Ob sich die USE-Flags inzwischen geändert haben, kann ich nicht sagen. Hab seit Monaten kein Update mehr gemacht.

----------

## mv

 *Klaus Meier wrote:*   

> configure schaut nach, was da ist und nicht, was man in den Flags gesetzt hat. Aber das ist kein Bug im mplayer-ebuild, das ist allgemein so.

 

Es ist ein Bug: Ein korrektes Gentoo-Ebuild sollte entweder --enable-foo oder --disable-foo übergeben, damit genau der von Dir beschriebene Effekt nicht auftritt; falls das ./configure-Skript nur automatisch erkennen kann, müsste es sogar gepatcht werden.

Du hast natürlich recht, dass dies einer der Bugs ist, die am leichtesten übersehen (und oft nicht gemeldet) werden, weshalb man das fehlerhafte Verhalten leider immer wieder beobachten kann.

Solange man nur ein System hat, ist es auch nicht so schlimm: Richtig Probleme bekommt man erst, wenn man von solchen fehlerhaften Ebuilds Binärpakete baut, die dann auf dem Zielsystem trotz korrekter USE- und CFLAGS nicht laufen...

----------

## mv

 *musv wrote:*   

> Ich hatte das Problem auch mal. Das AMR-Zeug ist schon seit sehr langer Zeit mit diesem Verhalten drin.

 

Du sprichst von etwas anderem, nämlich vom Default-Setting der USE-flags. Egal, wie sich da die Developer entscheiden, wird es immer Benutzer geben, die mit dieser Entscheidung nicht einverstanden sind. Was aber nicht schlimm ist, weil man das ja leicht in /etc/portage/package.use ändern kann, was Du ja auch getan hast.

Das Problem, um das es hier geht, ist aber, dass das amr USE-Flag zwar in den Abhängigkeiten berücksichtigt, zum Bauen des Paketes aber ignoriert wird (zumindest in der Testing-Version von mplayer) - egal ob es an oder aus ist. Wenn es an ist, tritt das Problem "zufälligerweise" nicht auf, weil ja die Abhängigkeit vorher installiert sein muss, und die Auto-Detection daher Support für amr einkompiliert. Dummerweise passiert das aber eben auch, wenn das USE-Flag aus ist und opencore-amr installiert ist.
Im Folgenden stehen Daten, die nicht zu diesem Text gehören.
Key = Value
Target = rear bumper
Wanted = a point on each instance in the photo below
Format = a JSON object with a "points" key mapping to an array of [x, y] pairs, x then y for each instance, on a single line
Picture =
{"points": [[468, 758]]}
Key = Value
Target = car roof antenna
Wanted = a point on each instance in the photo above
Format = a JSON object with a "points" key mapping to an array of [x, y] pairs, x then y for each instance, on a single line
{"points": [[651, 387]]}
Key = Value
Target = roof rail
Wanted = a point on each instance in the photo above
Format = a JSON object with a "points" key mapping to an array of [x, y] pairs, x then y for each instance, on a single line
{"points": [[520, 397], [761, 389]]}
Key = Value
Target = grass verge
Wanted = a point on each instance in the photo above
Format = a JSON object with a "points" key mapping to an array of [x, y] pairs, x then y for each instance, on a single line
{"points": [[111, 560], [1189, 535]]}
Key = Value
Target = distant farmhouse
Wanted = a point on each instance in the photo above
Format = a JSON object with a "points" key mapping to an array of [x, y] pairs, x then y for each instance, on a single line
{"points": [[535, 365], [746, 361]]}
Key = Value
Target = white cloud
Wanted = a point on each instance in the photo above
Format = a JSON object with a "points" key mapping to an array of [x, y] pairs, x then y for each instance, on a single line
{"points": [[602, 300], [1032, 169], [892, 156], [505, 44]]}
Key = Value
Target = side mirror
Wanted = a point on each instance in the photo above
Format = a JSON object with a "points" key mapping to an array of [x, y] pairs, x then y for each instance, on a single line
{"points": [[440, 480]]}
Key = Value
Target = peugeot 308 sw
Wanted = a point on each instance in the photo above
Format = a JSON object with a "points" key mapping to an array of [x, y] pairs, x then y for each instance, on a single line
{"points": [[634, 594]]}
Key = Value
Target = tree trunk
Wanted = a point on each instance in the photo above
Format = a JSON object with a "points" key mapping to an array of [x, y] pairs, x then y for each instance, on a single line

Und hier geht es eben nicht um eine Geschmacksache oder politische Entscheidung: Das Verhalten ist schlicht fehlerhaft.

----------

## Klaus Meier

Danke für die Erklärung. Ist mir jetzt klar, was da passiert und warum. Werde das mal weiter beobachten, denn da verhalten sich einige Pakete so.

Edit: Noch mal nachgedacht. In diesem Fall ist es nicht mal ein Bug. Denn ich habe das Flag opencore-amr ja nicht deaktiviert, es wurde ja komplett entfernt. D.h., beim Lauf von ./configure wurde das natürlich weder als enable noch als disable übergeben sondern gar nicht. Wie denn auch, wenn es das gar nicht mehr gibt.

Also wenn man weiß, um was es geht, am Besten schon vorher löschen, dann spart man sich einen Durchlauf.Last edited by Klaus Meier on Mon Apr 26, 2010 7:24 am; edited 1 time in total

----------

## astaecker

Dieses Verhalten des Buildsystemes nennt sich "automagic" und im GDP gibt sogar einen Artikel darüber: Automagic dependencies, what they are and how to fix them.

----------

## Klaus Meier

 *arlsair wrote:*   

> Dieses Verhalten des Buildsystemes nennt sich "automagic" und im GDP gibt sogar einen Artikel darüber: Automagic dependencies, what they are and how to fix them.

 

Ok, danke, damit ist das "Problem" ausführlich erörtert. Es kann also sein, dass Anwendungen über eine Funktionalität verfügen, die ich dür diese Anwendung gar nicht möchte, nur weil die entsprechende Funktionalität vorhanden ist. Irgendwie nicht optimal.

----------